Revisiting the Dream

The sound of the gun triggered the emotion I have been expecting since arriving in Salt Lake City, sight of the Winter Olympic Games, eleven short months ago. At the rink this morning we did our final preparations for the Continental Championships this weekend. It’s Canada vs. the USA as we are the only two countries here vying for the spots our continent has for the World All-Around Championships in Sweden in two weeks.

As we did our pre-race efforts the starters practiced their routines on the side of the ice. The first BANG brought me back to those two days in February when I realized my dream of representing Canada at the Olympic Games on skates, on ice; in the sport I hold so close to my heart.

I remembered being on the line, nervous yet ready to skate faster than I had ever in my life. The sound of that gun allowed me out of the gates to give the effort I had visualized for so long, prepared for in my brain and through my body for hundreds of hours. It signaled the freedom I was granted to go beyond what I ever thought possible. It was a sound exclusive to the Games of Salt Lake City, muffled yet distinct. It was so good to hear that sound again.

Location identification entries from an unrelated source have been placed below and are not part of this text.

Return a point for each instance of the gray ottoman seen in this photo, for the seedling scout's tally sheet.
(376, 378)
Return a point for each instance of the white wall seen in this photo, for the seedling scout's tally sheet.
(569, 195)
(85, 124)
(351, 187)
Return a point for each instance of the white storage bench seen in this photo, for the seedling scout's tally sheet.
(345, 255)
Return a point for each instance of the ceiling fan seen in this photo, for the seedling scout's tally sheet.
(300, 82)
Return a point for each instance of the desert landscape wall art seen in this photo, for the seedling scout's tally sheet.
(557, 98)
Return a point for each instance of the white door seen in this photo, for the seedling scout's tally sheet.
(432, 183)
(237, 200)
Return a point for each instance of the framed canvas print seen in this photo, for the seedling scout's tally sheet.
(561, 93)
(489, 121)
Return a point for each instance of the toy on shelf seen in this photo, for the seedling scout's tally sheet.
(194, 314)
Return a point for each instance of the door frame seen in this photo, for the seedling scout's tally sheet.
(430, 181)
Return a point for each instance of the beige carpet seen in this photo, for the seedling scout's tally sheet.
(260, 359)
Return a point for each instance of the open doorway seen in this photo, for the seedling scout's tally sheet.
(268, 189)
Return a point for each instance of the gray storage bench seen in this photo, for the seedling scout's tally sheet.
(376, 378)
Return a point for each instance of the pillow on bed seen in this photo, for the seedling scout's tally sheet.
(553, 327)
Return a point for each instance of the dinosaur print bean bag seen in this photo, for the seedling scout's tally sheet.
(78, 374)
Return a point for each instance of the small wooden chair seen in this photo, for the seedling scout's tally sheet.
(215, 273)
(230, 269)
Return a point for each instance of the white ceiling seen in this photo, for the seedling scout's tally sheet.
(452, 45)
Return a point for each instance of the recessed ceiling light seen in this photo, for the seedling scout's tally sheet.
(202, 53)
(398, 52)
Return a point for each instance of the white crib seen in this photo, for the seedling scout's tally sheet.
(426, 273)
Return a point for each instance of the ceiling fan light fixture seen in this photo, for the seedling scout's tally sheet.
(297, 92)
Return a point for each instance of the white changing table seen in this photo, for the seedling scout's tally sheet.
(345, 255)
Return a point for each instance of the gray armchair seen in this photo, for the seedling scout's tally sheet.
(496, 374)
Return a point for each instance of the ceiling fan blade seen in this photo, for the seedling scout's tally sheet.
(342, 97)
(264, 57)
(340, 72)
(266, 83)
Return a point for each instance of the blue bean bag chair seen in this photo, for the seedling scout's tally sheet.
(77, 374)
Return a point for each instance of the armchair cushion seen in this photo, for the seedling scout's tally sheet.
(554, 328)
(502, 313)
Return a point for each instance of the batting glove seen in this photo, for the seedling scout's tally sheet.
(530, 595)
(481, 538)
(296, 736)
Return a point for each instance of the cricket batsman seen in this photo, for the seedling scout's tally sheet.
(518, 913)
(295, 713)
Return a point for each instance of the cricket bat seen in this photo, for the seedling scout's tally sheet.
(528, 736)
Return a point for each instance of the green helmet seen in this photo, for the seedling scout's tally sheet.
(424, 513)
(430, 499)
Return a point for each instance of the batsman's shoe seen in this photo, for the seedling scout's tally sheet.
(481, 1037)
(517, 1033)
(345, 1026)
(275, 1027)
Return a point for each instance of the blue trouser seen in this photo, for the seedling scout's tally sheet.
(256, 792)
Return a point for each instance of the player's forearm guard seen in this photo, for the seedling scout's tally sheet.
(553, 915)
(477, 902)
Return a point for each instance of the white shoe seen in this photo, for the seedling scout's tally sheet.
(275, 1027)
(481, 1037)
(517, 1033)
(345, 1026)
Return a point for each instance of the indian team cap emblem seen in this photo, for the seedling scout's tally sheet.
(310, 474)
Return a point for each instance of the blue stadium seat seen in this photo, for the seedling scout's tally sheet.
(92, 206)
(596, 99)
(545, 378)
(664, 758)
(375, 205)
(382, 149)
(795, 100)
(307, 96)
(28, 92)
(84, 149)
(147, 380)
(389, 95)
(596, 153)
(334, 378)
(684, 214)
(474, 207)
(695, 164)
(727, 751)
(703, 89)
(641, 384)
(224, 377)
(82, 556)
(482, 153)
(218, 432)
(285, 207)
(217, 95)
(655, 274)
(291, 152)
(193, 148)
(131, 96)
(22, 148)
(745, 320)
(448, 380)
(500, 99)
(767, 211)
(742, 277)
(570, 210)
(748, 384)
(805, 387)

I sit and smile remembering the multitude of moments equaling my ‘Olympic experience’ and wonder what it is like for those who see darkness instead of light. For the athletes who left disappointed, thinking they could have done more, feeling like failures. It saddens me knowing there are athletes who base so much of themselves on what their results are: how fast they can skate in circles; what speed they can generate on their bicycles. It reminds me of why I do sport- urges me to love what I do and never for a moment lose perspective on why I do it.

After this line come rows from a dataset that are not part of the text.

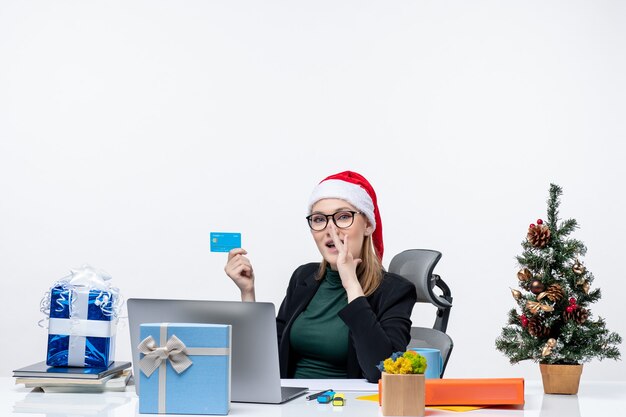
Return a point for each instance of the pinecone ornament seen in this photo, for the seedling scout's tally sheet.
(538, 235)
(579, 315)
(537, 328)
(554, 293)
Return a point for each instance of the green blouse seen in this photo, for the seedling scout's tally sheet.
(318, 336)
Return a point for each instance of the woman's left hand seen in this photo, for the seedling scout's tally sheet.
(346, 265)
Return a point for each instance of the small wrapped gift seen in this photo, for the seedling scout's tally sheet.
(83, 310)
(185, 368)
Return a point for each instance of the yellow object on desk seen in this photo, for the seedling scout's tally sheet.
(339, 400)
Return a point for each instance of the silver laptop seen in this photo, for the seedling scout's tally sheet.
(255, 373)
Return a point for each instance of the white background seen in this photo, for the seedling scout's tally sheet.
(129, 130)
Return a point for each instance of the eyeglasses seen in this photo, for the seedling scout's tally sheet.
(342, 219)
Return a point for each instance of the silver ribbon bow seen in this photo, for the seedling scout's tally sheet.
(174, 350)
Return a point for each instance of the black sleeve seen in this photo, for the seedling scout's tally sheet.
(285, 310)
(380, 324)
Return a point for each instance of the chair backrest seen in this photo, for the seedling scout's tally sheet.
(417, 266)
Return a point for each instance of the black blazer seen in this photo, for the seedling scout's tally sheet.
(379, 324)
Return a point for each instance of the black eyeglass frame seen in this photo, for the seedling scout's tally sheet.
(309, 219)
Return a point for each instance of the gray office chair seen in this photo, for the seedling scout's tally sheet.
(417, 266)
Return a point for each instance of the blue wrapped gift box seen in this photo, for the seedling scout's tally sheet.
(195, 376)
(80, 331)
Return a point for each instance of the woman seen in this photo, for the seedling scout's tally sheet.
(342, 316)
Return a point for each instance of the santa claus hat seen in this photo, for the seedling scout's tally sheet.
(356, 190)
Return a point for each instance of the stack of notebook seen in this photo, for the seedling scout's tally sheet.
(73, 379)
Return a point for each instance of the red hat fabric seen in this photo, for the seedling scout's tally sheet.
(356, 190)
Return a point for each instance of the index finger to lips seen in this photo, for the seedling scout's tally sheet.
(335, 236)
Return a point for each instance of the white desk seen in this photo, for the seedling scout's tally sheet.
(594, 399)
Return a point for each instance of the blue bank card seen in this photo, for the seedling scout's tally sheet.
(224, 242)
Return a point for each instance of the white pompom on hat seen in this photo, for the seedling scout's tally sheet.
(356, 190)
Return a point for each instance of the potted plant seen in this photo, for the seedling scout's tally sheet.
(552, 323)
(403, 384)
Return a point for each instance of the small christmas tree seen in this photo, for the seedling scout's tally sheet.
(553, 323)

I think of this weekend and look at the opportunities, which lay ahead- the chance to go beyond the past and embrace the present. For those who feel bitter on hearing the sounds that make me smile, I hope they can see what this incredible opportunity is.

For me it is not the time to relive memories on the ice- when I race it is a chance to do it better than I have in the past. Before leaving Calgary I watched the 5000 m Olympic race to remind myself of the pain- to see the struggle and know the courage necessary to do it the only way I know- at 100%. I also saw the Olympic Champion, Claudia Pechtein, mesmerized by her world record skate. I saw how I skated just under a year ago, realizing that I have improved so much technically and feel so confident I could fly. It is not possible without the effort resulting in the pain. It’s what I live for, that challenge, and I can’t wait to race!!!